Di film ini ceritanya ibunya adalah bangsawan, yang menjodohkan dia sama anaknya teman bisnis almarhum bapaknya (hayoloh bingung XP). Tapi dia justru kabur dari acara tunangannya sendiri demi mengikuti White Rabbit yang muncul di pesta tunangannya. Masih inget kan White Rabbit yang juga ada di versi kartunnya Alice? Si Alice ini ngikutin si kelinci terus, sampai-sampai dia masuk ke lubang. Cara dia masuk ke Wonderland-nya juga sama dengan yang di buku, minum ramuan penyusut dan kue yang kayaknya kebanyakan baking powder.

Akhirnya Alice kembali ke tempat yang selama ini dia kira cuma ada di mimpinya. Dia ditakdirkan untuk membunuh Jabberwocky, naga milik Red Queen yang punya slogan “Off with his head!” ini. Tapi makhluk-makhluk Wonderland masih memperdebatkan apakah dia Alice yang asli atau nggak. Alice pun masih bingung sendiri itu mimpi atau nyata, kalau itu mimpi kok dicubit-cubit dia nggak bangun, kalaupun itu nyata it’s too weird to be true.

Dia ketemu lagi sama Mad Hatter, teman minum teh lamanya. Aku paling suka adegan minum teh, seru ehehe. Dan temen-temennya Hatter juga gila-gila kayak Mad Rabbit dan Dorm Mouse. Seru kali ya punya temen kayak Hatter.

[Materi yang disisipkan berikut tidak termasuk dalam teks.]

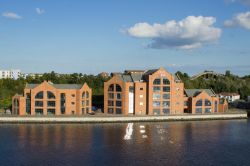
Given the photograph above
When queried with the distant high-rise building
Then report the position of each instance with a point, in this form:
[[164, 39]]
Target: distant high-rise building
[[13, 74]]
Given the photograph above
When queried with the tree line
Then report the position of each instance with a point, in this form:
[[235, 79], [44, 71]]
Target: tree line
[[226, 83]]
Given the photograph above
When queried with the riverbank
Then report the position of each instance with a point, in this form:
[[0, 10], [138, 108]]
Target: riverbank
[[113, 119]]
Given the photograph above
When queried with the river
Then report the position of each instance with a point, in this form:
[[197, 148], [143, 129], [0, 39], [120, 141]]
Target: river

Nonton ceritanya Alice jadi berkaca sama kehidupan sendiri. Jadi Alice itu nggak pernah melaksanakan kemauannya sendiri. Sejak lahir, dia udah dijodohkan sama Hamish, anak temen bisnis papanya, yang aneh dan punya masalah pencernaan. Biasanya kan bangsawan Inggris nggak bisa nolak kalau udah dijodohin, demi kehormatan keluarganya. Waktu dia masuk ke lubang Wonderland, semua orang punya memperdebatkan Alice itu yang sama atau nggak dengan yang mengunjungi Wonderland 13 tahun lalu. Sementara Alice bingung dan nggak tahu apa yang terjadi.

Semua orang mengharapkan Alice membunuh Jabberwocky, karena sudah ditakdirkan begitu. Alice-nya bingung dong, seumur hidup gak pernah motong ayam, apalagi membunuh naga. Semua orang menganggap diri mereka paling tahu jalan terbaik buat Alice, tanpa nanya orangnya sendiri. Di waktu dia mesti pergi ke istana White Queen, dia ngeyel demi menyelamatkan Mad Hatter. Ini mimpinya dia kok, kenapa orang lain jadi malah yang ngatur-ngatur?

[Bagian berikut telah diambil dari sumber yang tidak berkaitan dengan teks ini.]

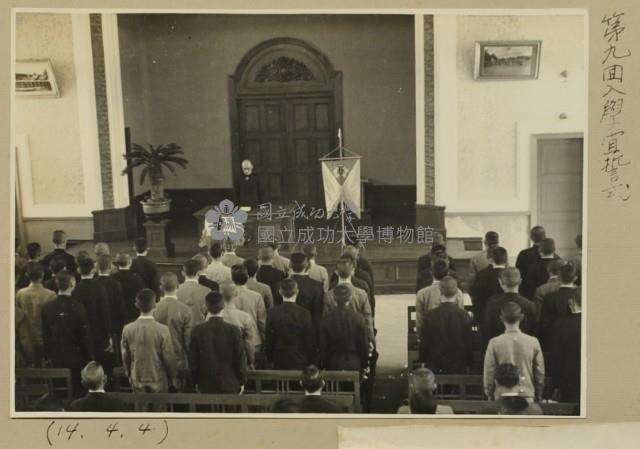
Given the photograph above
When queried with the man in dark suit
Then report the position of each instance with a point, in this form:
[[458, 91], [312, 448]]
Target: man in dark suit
[[343, 335], [313, 402], [268, 274], [565, 352], [555, 305], [445, 344], [290, 331], [529, 256], [144, 267], [310, 292], [65, 331], [131, 284], [492, 324], [216, 354], [59, 240], [92, 295], [96, 400], [538, 272], [486, 283]]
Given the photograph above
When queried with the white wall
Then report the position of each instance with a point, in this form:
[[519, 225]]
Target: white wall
[[484, 173]]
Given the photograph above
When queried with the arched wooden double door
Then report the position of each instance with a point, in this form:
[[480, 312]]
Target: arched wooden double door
[[286, 111]]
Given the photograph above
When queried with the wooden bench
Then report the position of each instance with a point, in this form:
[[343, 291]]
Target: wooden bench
[[470, 407], [31, 381], [214, 403]]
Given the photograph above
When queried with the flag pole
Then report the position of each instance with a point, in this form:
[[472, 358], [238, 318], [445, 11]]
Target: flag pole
[[343, 240]]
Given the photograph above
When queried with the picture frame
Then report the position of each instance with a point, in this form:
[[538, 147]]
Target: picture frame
[[35, 78], [507, 60]]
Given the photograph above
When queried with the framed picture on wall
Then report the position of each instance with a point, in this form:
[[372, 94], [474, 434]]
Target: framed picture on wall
[[36, 78], [507, 60]]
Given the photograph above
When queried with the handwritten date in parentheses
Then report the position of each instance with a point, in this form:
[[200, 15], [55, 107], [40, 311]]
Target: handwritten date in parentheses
[[68, 432]]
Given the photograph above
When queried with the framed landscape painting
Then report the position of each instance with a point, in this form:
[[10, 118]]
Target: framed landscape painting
[[507, 60]]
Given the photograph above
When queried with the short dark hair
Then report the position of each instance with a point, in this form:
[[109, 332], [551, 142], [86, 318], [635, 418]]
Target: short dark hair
[[214, 302], [141, 244], [85, 265], [191, 267], [35, 271], [297, 261], [251, 264], [64, 279], [507, 375], [423, 402], [33, 250], [146, 298], [499, 255], [311, 379], [239, 274], [215, 250]]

Ujung-ujungnya Alice rela membunuh Jabberwocky karena teror Red Queen emang udah parah banget. Tapi itu murni karena kemauannya Alice sendiri. Bahkan White Queen pun bilang “Don’t live to please others.”

Menurutku boleh aja sih melakukan keinginan orang lain sekali-kali, tapi jangan lupakan diri sendiri.

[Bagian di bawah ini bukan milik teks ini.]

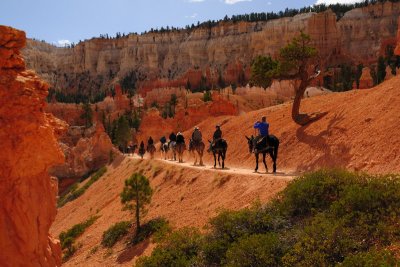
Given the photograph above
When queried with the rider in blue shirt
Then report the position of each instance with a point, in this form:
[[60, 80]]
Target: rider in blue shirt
[[263, 129]]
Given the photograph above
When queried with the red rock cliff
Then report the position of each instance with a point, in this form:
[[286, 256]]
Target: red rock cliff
[[29, 148], [173, 58], [397, 50]]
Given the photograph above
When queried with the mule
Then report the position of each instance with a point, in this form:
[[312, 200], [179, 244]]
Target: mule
[[164, 150], [151, 149], [219, 148], [271, 148], [172, 148], [141, 151], [197, 149], [180, 148]]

Masih terharu dengan caranya Alice mengorbankan diri ke Red Queen demi menyelamatkan Mad Hatter. Setia kawan banget :”)

Satu lagi yang aku suka dari film ini, kostum dan pemainnya. 
di pesta tunangannya
 
begitu masuk Wonderland

kiri: waktu di istana Red Queen kanan: di tea party-nya Mad Hatter
terakhir ... waktu dia akhirnya meneruskan bisnis ayahnya keliling dunia

Di sepanjang cerita karena Alice membesar dan mengecil melulu, bajunya selalu ganti-ganti. Lucu-lucu banget. Jempol buat desainernya, Colleen Atwood. Coba kalo boleh dibawa pulang satu. Mauuu :3

Pemainnya juga keren-keren. Aku suka aktingnya Johnny Depp jadi Mad Hatter. He is completely mad!! Helena Bonham Carter juga keren. Setelah jadi teror kedua setelah Voldemort bagi umat-umat sihir, aktingnya sebagai ratu yang nyebelin banget, animal abuser, tapi tetep memberikan kesan kocak, sukses banget deh pokoknya.